RBI unveils strategic push by allowing the opening of rupee accounts outside India

The RBI’s strategic initiatives and financial performance reflect its commitment to fostering a robust economic environment and promoting the global integration of the Indian rupee

PRAVASISAMWAD.COM

The Reserve Bank of India (RBI) has taken a significant step towards internationalising the Indian rupee by allowing the opening of rupee accounts outside India by persons resident outside India (PROIs).

This move is part of the RBI’s strategic plan for the fiscal year 2024-25, aimed at enhancing the global presence of the Indian currency and simplifying norms for non-residents.
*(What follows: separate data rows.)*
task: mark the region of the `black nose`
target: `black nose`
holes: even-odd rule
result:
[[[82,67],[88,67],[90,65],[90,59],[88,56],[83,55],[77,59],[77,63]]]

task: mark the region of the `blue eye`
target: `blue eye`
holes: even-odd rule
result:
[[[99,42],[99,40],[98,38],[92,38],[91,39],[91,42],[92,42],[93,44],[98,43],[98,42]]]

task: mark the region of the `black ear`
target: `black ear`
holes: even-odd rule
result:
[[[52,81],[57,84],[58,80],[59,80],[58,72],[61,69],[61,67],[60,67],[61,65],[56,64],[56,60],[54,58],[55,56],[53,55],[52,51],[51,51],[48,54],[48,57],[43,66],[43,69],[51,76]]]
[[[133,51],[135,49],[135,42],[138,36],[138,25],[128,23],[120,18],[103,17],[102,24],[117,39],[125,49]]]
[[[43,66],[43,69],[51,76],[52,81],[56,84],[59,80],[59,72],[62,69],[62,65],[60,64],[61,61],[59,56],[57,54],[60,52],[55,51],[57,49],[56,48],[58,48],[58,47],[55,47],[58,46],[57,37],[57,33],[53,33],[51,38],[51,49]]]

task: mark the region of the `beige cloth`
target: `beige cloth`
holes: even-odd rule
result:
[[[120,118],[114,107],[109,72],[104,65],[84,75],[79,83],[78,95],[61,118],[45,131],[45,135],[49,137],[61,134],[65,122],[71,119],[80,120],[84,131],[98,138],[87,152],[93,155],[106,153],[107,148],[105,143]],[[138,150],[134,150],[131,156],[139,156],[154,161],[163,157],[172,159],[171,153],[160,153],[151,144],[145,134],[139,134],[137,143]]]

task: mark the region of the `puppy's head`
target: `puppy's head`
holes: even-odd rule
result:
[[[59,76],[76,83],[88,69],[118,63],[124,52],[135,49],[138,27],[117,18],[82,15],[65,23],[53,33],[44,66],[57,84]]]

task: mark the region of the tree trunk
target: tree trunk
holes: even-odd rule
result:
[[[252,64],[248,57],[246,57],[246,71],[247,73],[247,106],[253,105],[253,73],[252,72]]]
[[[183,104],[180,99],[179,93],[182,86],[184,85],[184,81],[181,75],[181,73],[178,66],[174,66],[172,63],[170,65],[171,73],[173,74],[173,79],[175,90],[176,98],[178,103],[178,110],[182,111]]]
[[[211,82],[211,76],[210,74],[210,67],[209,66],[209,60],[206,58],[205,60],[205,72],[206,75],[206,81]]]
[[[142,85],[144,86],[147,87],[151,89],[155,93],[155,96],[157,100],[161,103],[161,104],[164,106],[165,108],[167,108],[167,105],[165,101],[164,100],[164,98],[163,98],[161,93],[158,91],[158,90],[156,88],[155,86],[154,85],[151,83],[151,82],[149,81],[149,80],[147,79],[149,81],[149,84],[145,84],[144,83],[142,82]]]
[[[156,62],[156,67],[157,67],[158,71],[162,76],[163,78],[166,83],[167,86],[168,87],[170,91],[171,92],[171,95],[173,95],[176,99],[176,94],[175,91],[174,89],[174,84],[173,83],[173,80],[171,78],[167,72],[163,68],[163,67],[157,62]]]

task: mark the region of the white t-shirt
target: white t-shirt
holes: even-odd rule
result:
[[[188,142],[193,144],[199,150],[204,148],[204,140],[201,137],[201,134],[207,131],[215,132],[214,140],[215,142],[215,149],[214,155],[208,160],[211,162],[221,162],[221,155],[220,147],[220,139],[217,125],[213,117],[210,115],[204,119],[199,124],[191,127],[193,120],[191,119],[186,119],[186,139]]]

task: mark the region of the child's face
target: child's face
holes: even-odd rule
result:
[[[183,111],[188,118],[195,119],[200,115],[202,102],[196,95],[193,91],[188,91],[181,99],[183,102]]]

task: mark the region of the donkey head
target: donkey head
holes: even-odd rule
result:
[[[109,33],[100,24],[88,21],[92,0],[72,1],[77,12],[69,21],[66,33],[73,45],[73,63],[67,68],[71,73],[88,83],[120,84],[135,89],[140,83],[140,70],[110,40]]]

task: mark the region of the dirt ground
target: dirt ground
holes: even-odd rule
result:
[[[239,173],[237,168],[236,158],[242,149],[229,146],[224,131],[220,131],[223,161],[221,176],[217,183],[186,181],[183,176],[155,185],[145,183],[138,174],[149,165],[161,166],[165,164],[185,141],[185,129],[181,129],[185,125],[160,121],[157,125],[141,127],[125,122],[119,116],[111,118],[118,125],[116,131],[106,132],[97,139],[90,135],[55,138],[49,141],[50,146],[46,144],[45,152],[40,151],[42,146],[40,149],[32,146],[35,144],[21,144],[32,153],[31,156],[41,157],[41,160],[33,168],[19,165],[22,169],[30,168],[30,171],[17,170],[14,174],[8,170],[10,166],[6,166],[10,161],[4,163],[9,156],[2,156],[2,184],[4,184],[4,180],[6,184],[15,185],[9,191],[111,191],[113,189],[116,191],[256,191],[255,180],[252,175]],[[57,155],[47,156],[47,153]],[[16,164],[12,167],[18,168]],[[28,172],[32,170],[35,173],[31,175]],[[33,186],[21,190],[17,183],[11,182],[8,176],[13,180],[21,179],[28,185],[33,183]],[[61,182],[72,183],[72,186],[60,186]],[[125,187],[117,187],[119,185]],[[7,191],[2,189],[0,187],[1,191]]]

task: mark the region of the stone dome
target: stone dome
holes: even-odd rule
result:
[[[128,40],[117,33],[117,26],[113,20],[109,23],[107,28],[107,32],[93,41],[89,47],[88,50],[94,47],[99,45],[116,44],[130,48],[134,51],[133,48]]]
In its annual report released on May 30, 2024, the RBI outlined its comprehensive strategy, which includes the liberalisation of the external commercial borrowing (ECB) framework and the launch of the SPECTRA project. SPECTRA, a software platform for ECBs and trade credits reporting and approval, is set to go live in its first phase.

On the financial front, the RBI reported a remarkable 141 per cent increase in its net income for the financial year 2024 (FY24), driven primarily by a significant reduction in expenditures, especially lower provisions.

The central bank emphasised the importance of aligning the Foreign Exchange Management Act (FEMA) operating framework with the evolving macroeconomic environment. “Rationalisation of various guidelines will be of primary focus,” the RBI stated. This includes allowing INR lending by Indian banks to PROIs and facilitating foreign direct investment (FDI) and portfolio investment through special non-resident rupee (SNRR) and special rupee vostro accounts (SRVA).

Additionally, the RBI plans to streamline the Liberalised Remittance Scheme (LRS) and review the International Financial Services Centre (IFSC) regulations under FEMA. These measures aim to support the settlement of bilateral trade in local currencies, further promoting the international use of the Indian rupee.

On the financial front, the RBI reported a remarkable 141 per cent increase in its net income for the financial year 2024 (FY24), driven primarily by a significant reduction in expenditures, especially lower provisions.

The net interest income surged to ₹2.1 trillion by the end of March 2024, up from ₹87,420 crore the previous year. This substantial rise in income allowed the RBI to announce a record dividend payout of ₹2.1 trillion to the government for FY24, surpassing both the government’s budget estimate and analysts’ expectations of ₹1 trillion. This payout is 141 per cent higher than the ₹87,416 crore dividend distributed in FY23.